As stay-at-home orders begin lifting around the country, national parks are slowly starting to open back up to visitors looking to take in some scenic sights.

"In accordance with this guidance and in coordination with governors across the country, the Department of the Interior and the National Park Service are working to reopen the American people’s national parks as rapidly as possible," Interior Secretary David Bernhardt said in a statement.

"It is time the American people once again enjoy the incredible benefits of the great outdoors at our national parks, and we will be making that happen while working with our nation’s governors," the post added.

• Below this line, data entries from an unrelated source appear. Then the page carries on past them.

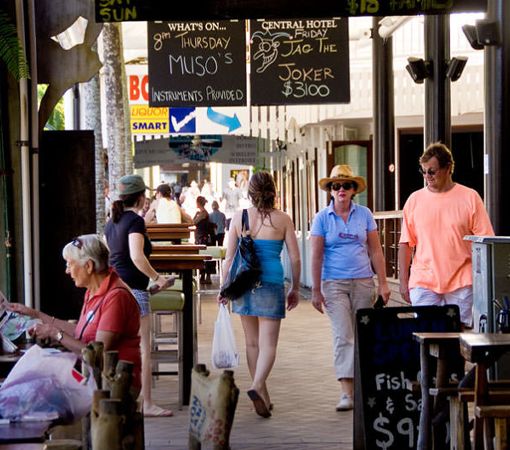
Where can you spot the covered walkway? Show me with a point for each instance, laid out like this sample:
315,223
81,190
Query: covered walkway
302,387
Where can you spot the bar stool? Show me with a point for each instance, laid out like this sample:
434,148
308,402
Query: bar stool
166,345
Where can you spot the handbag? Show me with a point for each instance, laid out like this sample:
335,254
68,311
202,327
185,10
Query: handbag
245,271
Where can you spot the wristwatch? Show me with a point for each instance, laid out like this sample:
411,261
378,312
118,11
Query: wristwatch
60,336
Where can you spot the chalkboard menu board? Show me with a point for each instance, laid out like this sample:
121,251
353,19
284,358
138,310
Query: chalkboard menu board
148,10
304,61
197,63
387,413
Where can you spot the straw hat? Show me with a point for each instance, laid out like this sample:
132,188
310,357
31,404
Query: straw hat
343,172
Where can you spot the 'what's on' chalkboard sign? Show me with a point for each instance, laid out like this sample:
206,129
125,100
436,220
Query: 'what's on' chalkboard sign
387,412
197,63
299,61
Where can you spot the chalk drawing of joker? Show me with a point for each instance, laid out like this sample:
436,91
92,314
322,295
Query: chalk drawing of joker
267,47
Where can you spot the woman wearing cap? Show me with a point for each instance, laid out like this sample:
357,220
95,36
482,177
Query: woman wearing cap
109,314
165,208
345,248
130,247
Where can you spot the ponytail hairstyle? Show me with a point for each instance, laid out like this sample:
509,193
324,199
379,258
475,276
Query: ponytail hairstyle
262,192
125,201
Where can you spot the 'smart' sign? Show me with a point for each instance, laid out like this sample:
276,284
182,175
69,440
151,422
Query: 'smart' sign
147,120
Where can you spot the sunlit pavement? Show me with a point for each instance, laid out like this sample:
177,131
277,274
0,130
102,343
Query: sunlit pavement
302,386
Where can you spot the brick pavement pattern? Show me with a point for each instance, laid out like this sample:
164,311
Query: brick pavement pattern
302,386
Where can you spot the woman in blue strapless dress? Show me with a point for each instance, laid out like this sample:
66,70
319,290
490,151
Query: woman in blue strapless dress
262,308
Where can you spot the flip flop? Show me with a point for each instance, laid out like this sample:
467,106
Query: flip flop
259,404
157,411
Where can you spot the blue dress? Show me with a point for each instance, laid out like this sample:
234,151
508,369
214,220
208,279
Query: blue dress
268,299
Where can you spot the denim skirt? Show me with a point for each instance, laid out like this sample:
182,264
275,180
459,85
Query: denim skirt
266,300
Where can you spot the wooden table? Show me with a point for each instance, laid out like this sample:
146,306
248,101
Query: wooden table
184,263
168,247
169,231
483,350
442,346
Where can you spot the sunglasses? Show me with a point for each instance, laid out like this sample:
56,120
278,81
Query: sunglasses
346,185
430,172
78,243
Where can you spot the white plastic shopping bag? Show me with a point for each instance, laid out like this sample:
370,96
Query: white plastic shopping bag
44,384
224,350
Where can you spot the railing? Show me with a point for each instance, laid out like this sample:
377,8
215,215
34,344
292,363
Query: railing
388,224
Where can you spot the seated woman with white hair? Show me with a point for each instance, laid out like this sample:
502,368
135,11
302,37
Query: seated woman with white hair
110,313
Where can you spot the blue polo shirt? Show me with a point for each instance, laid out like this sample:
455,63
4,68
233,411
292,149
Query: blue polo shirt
345,244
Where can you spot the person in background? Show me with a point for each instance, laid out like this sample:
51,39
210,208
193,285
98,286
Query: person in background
262,308
219,220
130,247
143,212
232,196
435,220
345,252
109,314
165,209
203,236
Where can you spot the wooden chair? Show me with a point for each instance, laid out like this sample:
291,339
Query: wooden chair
166,345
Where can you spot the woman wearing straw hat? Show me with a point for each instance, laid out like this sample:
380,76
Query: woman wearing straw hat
345,253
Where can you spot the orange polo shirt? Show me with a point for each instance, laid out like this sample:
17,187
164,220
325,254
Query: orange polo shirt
113,308
434,224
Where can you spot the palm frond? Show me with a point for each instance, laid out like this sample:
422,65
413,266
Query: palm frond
11,52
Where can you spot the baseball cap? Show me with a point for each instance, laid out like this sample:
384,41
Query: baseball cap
131,184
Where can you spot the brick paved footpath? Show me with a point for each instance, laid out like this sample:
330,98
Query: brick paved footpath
302,387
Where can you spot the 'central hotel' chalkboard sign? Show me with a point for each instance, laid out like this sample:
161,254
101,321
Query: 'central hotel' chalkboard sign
197,63
303,61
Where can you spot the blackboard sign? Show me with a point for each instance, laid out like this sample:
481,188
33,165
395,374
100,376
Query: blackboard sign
387,413
304,61
197,63
151,10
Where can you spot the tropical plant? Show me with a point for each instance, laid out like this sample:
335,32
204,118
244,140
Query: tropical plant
56,120
11,51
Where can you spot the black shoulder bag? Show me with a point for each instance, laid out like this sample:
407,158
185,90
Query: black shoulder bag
244,273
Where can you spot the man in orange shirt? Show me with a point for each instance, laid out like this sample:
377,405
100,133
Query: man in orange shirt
436,219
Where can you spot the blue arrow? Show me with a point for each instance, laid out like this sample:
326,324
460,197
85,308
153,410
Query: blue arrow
231,122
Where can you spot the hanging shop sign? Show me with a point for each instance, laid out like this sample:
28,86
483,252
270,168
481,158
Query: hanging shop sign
227,149
303,61
151,10
197,63
147,120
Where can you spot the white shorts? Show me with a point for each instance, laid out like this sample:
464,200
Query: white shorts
462,297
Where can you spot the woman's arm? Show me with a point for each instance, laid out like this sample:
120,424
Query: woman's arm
136,242
317,261
295,262
53,332
379,264
59,324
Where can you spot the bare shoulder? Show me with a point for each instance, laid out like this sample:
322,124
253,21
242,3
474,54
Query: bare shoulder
282,216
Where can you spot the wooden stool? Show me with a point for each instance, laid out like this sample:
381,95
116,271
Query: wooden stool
212,408
501,416
167,303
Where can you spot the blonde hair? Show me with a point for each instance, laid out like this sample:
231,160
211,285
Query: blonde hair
88,247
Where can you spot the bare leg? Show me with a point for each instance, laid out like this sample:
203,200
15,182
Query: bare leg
149,407
347,386
261,335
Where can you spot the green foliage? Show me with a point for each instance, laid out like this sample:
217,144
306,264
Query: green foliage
11,52
56,120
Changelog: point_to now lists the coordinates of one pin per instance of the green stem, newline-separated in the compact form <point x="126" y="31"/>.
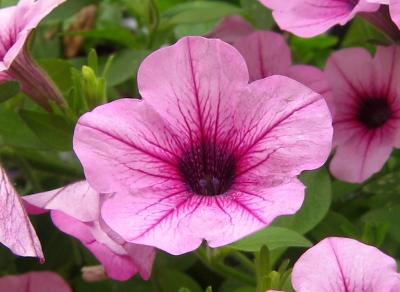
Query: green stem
<point x="243" y="260"/>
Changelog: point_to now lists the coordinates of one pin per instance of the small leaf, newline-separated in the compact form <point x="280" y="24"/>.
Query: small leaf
<point x="53" y="130"/>
<point x="272" y="237"/>
<point x="9" y="90"/>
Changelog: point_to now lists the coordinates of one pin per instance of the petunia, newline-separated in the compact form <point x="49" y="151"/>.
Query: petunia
<point x="394" y="7"/>
<point x="204" y="155"/>
<point x="34" y="282"/>
<point x="266" y="53"/>
<point x="366" y="103"/>
<point x="75" y="211"/>
<point x="17" y="23"/>
<point x="313" y="17"/>
<point x="342" y="264"/>
<point x="16" y="231"/>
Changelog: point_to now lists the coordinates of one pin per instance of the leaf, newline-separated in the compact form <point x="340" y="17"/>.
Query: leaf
<point x="53" y="130"/>
<point x="124" y="66"/>
<point x="170" y="280"/>
<point x="316" y="203"/>
<point x="272" y="237"/>
<point x="198" y="12"/>
<point x="14" y="132"/>
<point x="9" y="90"/>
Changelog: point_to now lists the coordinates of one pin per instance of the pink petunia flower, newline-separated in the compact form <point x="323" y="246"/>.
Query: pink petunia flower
<point x="34" y="282"/>
<point x="205" y="155"/>
<point x="312" y="17"/>
<point x="75" y="211"/>
<point x="366" y="103"/>
<point x="342" y="264"/>
<point x="17" y="23"/>
<point x="394" y="7"/>
<point x="16" y="231"/>
<point x="266" y="54"/>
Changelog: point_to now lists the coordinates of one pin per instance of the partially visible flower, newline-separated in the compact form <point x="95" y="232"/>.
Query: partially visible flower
<point x="205" y="155"/>
<point x="342" y="264"/>
<point x="17" y="23"/>
<point x="394" y="8"/>
<point x="312" y="17"/>
<point x="34" y="282"/>
<point x="366" y="102"/>
<point x="266" y="53"/>
<point x="75" y="211"/>
<point x="16" y="231"/>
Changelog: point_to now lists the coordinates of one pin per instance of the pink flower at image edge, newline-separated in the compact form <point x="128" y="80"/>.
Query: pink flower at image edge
<point x="205" y="155"/>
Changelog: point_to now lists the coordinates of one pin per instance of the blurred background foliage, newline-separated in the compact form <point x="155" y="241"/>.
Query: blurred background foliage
<point x="92" y="50"/>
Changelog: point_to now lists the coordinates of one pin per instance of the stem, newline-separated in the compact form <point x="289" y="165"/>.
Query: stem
<point x="225" y="271"/>
<point x="243" y="260"/>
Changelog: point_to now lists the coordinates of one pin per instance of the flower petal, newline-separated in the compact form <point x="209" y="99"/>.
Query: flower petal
<point x="34" y="282"/>
<point x="125" y="145"/>
<point x="16" y="231"/>
<point x="193" y="84"/>
<point x="231" y="28"/>
<point x="118" y="266"/>
<point x="73" y="200"/>
<point x="177" y="221"/>
<point x="348" y="265"/>
<point x="361" y="156"/>
<point x="313" y="17"/>
<point x="266" y="54"/>
<point x="287" y="128"/>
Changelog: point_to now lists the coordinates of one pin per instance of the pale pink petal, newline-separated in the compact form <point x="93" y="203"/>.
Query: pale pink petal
<point x="347" y="265"/>
<point x="231" y="28"/>
<point x="73" y="200"/>
<point x="16" y="231"/>
<point x="34" y="282"/>
<point x="177" y="222"/>
<point x="311" y="77"/>
<point x="118" y="266"/>
<point x="266" y="54"/>
<point x="287" y="128"/>
<point x="361" y="156"/>
<point x="313" y="17"/>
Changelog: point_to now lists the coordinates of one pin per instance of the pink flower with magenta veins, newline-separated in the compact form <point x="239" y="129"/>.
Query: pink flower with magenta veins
<point x="365" y="103"/>
<point x="75" y="210"/>
<point x="204" y="155"/>
<point x="342" y="264"/>
<point x="17" y="23"/>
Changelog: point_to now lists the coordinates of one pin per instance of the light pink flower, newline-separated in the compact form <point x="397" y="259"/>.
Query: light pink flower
<point x="312" y="17"/>
<point x="205" y="155"/>
<point x="266" y="54"/>
<point x="394" y="7"/>
<point x="75" y="211"/>
<point x="342" y="264"/>
<point x="17" y="23"/>
<point x="34" y="282"/>
<point x="366" y="101"/>
<point x="16" y="231"/>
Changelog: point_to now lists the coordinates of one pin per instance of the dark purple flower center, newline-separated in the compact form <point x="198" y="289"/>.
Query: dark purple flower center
<point x="207" y="169"/>
<point x="374" y="112"/>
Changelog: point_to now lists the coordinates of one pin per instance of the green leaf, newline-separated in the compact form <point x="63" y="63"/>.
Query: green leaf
<point x="53" y="130"/>
<point x="170" y="280"/>
<point x="14" y="132"/>
<point x="198" y="12"/>
<point x="9" y="90"/>
<point x="316" y="203"/>
<point x="272" y="237"/>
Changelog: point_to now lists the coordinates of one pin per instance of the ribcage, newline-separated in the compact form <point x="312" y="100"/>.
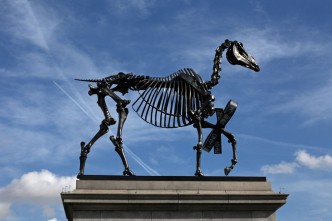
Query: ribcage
<point x="165" y="102"/>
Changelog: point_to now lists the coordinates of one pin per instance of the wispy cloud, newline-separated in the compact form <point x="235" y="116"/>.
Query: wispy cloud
<point x="302" y="159"/>
<point x="281" y="168"/>
<point x="314" y="162"/>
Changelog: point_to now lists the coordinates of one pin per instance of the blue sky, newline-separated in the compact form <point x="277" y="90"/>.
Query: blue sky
<point x="282" y="124"/>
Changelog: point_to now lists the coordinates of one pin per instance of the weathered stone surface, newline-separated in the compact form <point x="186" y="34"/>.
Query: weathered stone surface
<point x="172" y="198"/>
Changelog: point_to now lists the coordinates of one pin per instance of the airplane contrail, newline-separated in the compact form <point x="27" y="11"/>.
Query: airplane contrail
<point x="138" y="160"/>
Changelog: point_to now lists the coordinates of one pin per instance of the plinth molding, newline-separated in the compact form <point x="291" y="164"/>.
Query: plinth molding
<point x="172" y="198"/>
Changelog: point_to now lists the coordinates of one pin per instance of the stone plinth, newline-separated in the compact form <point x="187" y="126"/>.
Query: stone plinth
<point x="172" y="198"/>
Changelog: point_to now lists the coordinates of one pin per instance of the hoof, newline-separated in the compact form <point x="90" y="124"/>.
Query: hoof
<point x="128" y="172"/>
<point x="79" y="175"/>
<point x="227" y="170"/>
<point x="199" y="173"/>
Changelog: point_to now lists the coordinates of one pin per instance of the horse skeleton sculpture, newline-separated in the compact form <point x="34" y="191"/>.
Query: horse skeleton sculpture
<point x="178" y="100"/>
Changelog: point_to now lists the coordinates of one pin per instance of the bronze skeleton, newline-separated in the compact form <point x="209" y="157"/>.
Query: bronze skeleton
<point x="178" y="100"/>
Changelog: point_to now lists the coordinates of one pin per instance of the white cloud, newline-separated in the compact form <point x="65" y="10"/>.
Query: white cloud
<point x="281" y="168"/>
<point x="37" y="188"/>
<point x="4" y="209"/>
<point x="321" y="162"/>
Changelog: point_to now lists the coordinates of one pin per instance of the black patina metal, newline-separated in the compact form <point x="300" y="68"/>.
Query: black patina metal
<point x="178" y="100"/>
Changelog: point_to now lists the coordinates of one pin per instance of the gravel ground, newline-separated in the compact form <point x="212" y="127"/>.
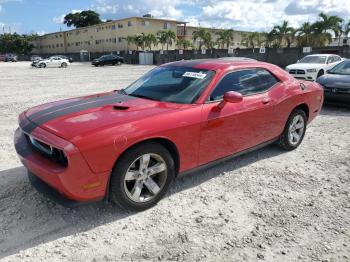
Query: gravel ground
<point x="266" y="205"/>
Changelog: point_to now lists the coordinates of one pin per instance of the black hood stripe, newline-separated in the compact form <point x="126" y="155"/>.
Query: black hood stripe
<point x="29" y="126"/>
<point x="65" y="105"/>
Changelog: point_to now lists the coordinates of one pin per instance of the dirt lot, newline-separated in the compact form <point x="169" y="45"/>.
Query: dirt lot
<point x="266" y="205"/>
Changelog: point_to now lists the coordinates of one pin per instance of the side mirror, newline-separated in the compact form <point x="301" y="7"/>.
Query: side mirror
<point x="231" y="97"/>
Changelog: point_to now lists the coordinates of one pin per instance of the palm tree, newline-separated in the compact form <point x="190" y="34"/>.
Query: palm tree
<point x="320" y="36"/>
<point x="183" y="43"/>
<point x="150" y="39"/>
<point x="204" y="37"/>
<point x="225" y="37"/>
<point x="166" y="38"/>
<point x="305" y="34"/>
<point x="140" y="41"/>
<point x="130" y="40"/>
<point x="325" y="25"/>
<point x="346" y="30"/>
<point x="250" y="39"/>
<point x="284" y="33"/>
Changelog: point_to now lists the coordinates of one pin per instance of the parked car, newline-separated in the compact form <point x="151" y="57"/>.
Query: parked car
<point x="127" y="146"/>
<point x="336" y="84"/>
<point x="53" y="61"/>
<point x="35" y="58"/>
<point x="108" y="60"/>
<point x="70" y="59"/>
<point x="313" y="66"/>
<point x="10" y="58"/>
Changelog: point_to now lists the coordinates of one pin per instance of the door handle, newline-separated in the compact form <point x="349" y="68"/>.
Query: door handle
<point x="266" y="100"/>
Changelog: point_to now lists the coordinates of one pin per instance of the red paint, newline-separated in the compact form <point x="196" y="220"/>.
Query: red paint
<point x="94" y="139"/>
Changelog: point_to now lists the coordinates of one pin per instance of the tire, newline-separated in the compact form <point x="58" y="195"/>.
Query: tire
<point x="127" y="179"/>
<point x="292" y="136"/>
<point x="320" y="73"/>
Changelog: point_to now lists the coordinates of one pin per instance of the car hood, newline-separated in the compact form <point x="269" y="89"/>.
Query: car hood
<point x="333" y="80"/>
<point x="304" y="66"/>
<point x="84" y="115"/>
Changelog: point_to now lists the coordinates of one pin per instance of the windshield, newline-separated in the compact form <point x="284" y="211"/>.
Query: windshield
<point x="313" y="59"/>
<point x="341" y="69"/>
<point x="172" y="84"/>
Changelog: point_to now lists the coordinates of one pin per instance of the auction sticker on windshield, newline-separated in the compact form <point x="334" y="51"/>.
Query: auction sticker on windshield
<point x="194" y="75"/>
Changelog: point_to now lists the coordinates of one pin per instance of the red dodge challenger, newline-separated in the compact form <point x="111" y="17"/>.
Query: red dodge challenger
<point x="127" y="146"/>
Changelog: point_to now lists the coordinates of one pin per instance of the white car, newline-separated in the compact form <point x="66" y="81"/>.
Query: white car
<point x="53" y="61"/>
<point x="313" y="66"/>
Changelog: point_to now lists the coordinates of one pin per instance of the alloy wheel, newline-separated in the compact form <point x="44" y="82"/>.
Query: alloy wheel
<point x="145" y="177"/>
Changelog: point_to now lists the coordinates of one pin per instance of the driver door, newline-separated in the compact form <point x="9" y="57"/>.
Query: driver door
<point x="238" y="126"/>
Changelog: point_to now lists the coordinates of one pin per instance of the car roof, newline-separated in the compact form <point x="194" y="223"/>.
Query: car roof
<point x="322" y="55"/>
<point x="215" y="63"/>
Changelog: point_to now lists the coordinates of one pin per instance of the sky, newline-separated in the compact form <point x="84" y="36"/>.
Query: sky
<point x="45" y="16"/>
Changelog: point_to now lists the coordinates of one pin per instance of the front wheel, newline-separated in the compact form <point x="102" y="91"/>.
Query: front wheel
<point x="142" y="176"/>
<point x="294" y="130"/>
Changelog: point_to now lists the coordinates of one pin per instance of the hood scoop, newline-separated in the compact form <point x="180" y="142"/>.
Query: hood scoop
<point x="120" y="107"/>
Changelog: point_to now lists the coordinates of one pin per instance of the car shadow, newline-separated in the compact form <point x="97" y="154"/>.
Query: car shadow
<point x="29" y="219"/>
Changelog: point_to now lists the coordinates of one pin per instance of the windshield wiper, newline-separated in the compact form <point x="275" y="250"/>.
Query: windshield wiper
<point x="142" y="96"/>
<point x="122" y="91"/>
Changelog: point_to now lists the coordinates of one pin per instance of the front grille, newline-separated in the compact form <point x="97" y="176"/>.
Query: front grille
<point x="54" y="154"/>
<point x="297" y="72"/>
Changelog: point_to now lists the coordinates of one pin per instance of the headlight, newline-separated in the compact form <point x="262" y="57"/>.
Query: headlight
<point x="311" y="70"/>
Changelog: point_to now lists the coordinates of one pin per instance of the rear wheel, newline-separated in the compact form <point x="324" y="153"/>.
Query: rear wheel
<point x="294" y="130"/>
<point x="142" y="176"/>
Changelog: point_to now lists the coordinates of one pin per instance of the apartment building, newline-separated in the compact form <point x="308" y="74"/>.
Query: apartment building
<point x="111" y="36"/>
<point x="186" y="32"/>
<point x="104" y="37"/>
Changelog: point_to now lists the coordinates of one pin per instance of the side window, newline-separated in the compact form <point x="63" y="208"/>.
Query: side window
<point x="246" y="82"/>
<point x="330" y="59"/>
<point x="337" y="58"/>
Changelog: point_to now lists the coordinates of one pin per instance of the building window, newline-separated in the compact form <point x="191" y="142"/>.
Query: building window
<point x="145" y="23"/>
<point x="167" y="25"/>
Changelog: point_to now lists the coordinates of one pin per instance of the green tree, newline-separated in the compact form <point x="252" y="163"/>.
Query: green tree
<point x="225" y="37"/>
<point x="250" y="40"/>
<point x="150" y="39"/>
<point x="284" y="33"/>
<point x="184" y="44"/>
<point x="82" y="19"/>
<point x="204" y="37"/>
<point x="305" y="34"/>
<point x="346" y="30"/>
<point x="166" y="38"/>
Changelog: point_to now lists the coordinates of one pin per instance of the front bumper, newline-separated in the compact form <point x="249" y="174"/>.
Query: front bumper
<point x="75" y="182"/>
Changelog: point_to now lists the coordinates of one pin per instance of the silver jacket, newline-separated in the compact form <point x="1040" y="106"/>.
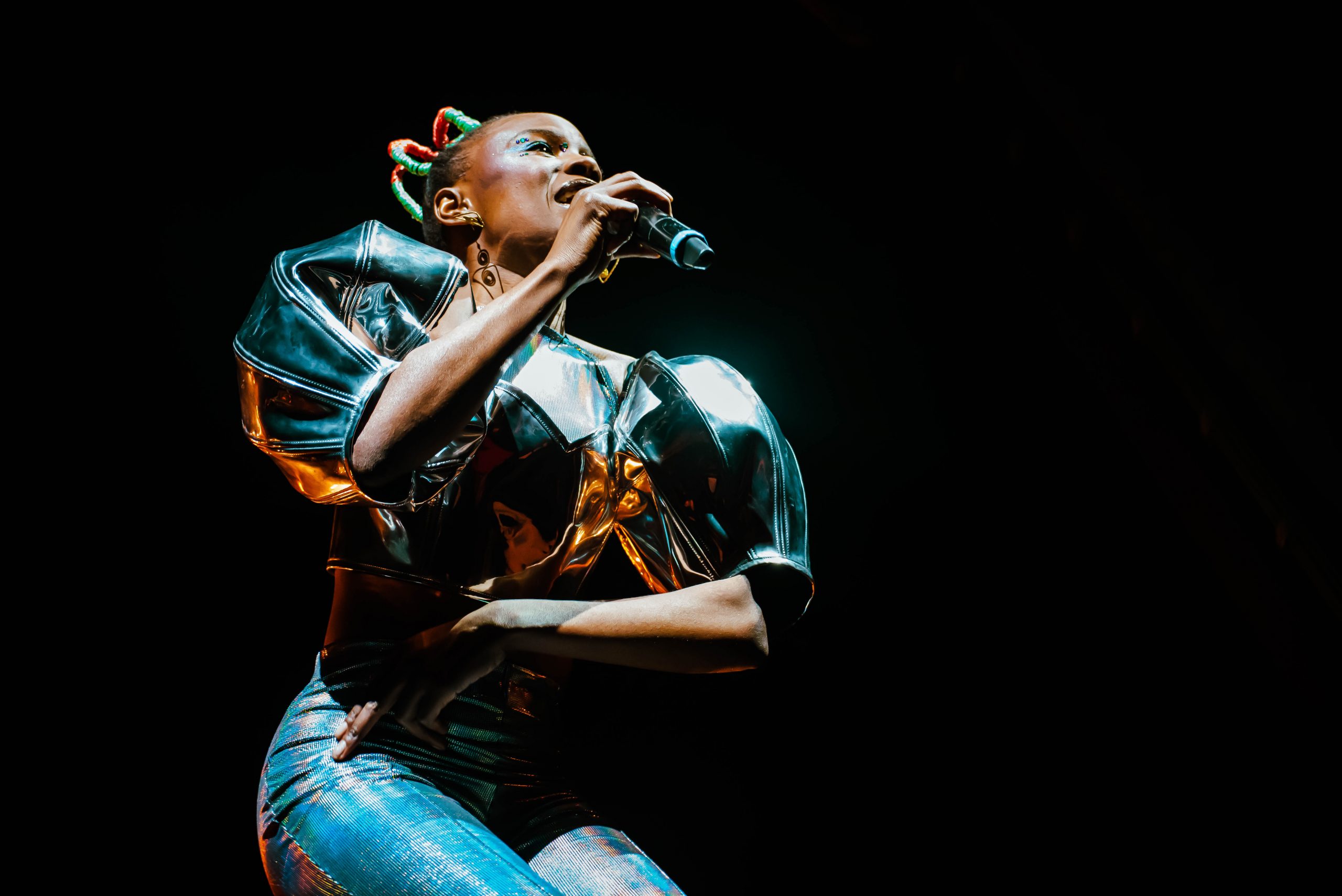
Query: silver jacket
<point x="686" y="467"/>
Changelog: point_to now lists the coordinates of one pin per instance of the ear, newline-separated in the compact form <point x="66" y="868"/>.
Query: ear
<point x="449" y="206"/>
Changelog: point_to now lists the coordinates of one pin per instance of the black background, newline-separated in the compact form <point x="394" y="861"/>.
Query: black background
<point x="1051" y="623"/>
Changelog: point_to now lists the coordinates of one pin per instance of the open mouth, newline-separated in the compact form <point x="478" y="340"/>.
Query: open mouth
<point x="566" y="193"/>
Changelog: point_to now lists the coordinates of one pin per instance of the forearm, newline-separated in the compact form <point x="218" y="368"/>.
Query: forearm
<point x="716" y="627"/>
<point x="437" y="390"/>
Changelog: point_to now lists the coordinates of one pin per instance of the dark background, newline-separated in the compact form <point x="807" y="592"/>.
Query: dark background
<point x="1032" y="301"/>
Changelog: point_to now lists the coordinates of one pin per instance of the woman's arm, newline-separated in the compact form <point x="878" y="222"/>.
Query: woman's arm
<point x="431" y="396"/>
<point x="716" y="627"/>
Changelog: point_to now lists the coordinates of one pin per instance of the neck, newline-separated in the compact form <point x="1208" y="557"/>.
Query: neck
<point x="490" y="280"/>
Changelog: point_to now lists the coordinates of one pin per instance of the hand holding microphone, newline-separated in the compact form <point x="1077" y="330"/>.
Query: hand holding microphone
<point x="622" y="217"/>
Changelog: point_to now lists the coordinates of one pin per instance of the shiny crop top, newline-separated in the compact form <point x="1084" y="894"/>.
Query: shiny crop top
<point x="686" y="467"/>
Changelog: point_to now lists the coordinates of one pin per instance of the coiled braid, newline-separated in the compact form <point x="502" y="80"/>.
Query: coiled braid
<point x="418" y="159"/>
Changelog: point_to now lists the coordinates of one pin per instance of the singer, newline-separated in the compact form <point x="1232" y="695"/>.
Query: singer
<point x="478" y="458"/>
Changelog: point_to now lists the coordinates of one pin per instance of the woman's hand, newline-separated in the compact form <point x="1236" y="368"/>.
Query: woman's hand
<point x="442" y="663"/>
<point x="599" y="224"/>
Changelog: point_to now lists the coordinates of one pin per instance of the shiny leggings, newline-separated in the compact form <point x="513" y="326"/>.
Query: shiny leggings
<point x="490" y="815"/>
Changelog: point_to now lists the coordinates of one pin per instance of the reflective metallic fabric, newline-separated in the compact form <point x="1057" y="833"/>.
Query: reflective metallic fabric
<point x="403" y="817"/>
<point x="686" y="467"/>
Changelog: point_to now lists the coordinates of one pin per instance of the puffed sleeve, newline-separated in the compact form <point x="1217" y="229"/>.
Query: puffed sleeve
<point x="331" y="323"/>
<point x="729" y="496"/>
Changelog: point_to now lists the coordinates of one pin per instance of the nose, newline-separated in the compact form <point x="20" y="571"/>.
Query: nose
<point x="575" y="163"/>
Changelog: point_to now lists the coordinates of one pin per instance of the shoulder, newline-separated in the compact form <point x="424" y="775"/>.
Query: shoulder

The National Park Service states that some parks may be partially closed or have facilities that are not operational, per USA Today.

Since not all parks have the same rules and things are changing rapidly, visitors are encouraged to check each park's website for any updates ahead of their visit.

Here are the latest updates for some of the most popular national parks:

The Great Smoky Mountains National Park, Tennessee and North Carolina

The most-visited national park has opened roads, trails, picnic areas, and restrooms. Visitor centers, campgrounds, and concessions are closed for the time being. Go to for the latest road and facility closures.

Grand Canyon National Park, Arizona

The South Rim of the park will resume being open 24 hours a day starting on June 5. The North Rim will be open during the day. Mather Campground will honor existing reservations. Lodging on both rims will begin in phases throughout June.

The Rocky Mountain National Park, Colorado

Reservations are required! The park will have a timed, reserved entry system through the summer starting June 4. Visitors can reserve and pay ahead of time at Parts of the park will be opening in a phased approach.

Zion National Park, Utah

Day hiking will be allowed on trails. The Zion Canyon Scenic Drive will be open to private vehicles until it reaches capacity. Shuttles will not be operating. The lodge will be open with limited capacity. Kolob Canyons area remains closed.

Yosemite National Park, California

The park is currently closed to visitors.

Yellowstone National Park, Idaho, Wyoming and Montana

All entrances have re-opened for day-use only. Other facilities such as campgrounds and visitor centers remain closed. Only cabin-style accommodations. Food services will be available "grab and go" style.

Acadia National Park, Maine

Maine is still under a 14-day quarantine order for out-of-town visitors, but the parks have partially reopened. Hiking trails along the Park Loop Road are open along with trash collection and restrooms. The Carriage Roads will open June 5 to pedestrians only.

The Hulls Cove Visitors Center is partially open, while campgrounds will not open any sooner than July 1.

Grand Teton National Park, Wyoming

The park is partially open. Hiking is available during the day. Riverbank and lakeshore fishing is allowed along with biking and wildlife tours.

Other amenities including campgrounds and overnight lodging remain closed. Food service is also closed. Boating on lakes and rivers is prohibited.

Olympic National Park, Washington

The park is taking a phased reopening approach and will be open partially while coastal areas -- beaches, parking trails and facilities -- remain closed.

Camping is not open, but there is limited lodging and take-out dining.

Glacier National Park, Montana

The park remains closed and will embrace a phased reopening. The first phase will include roads, restrooms and trails, while the second phase includes campgrounds, retail, lodging, and dining.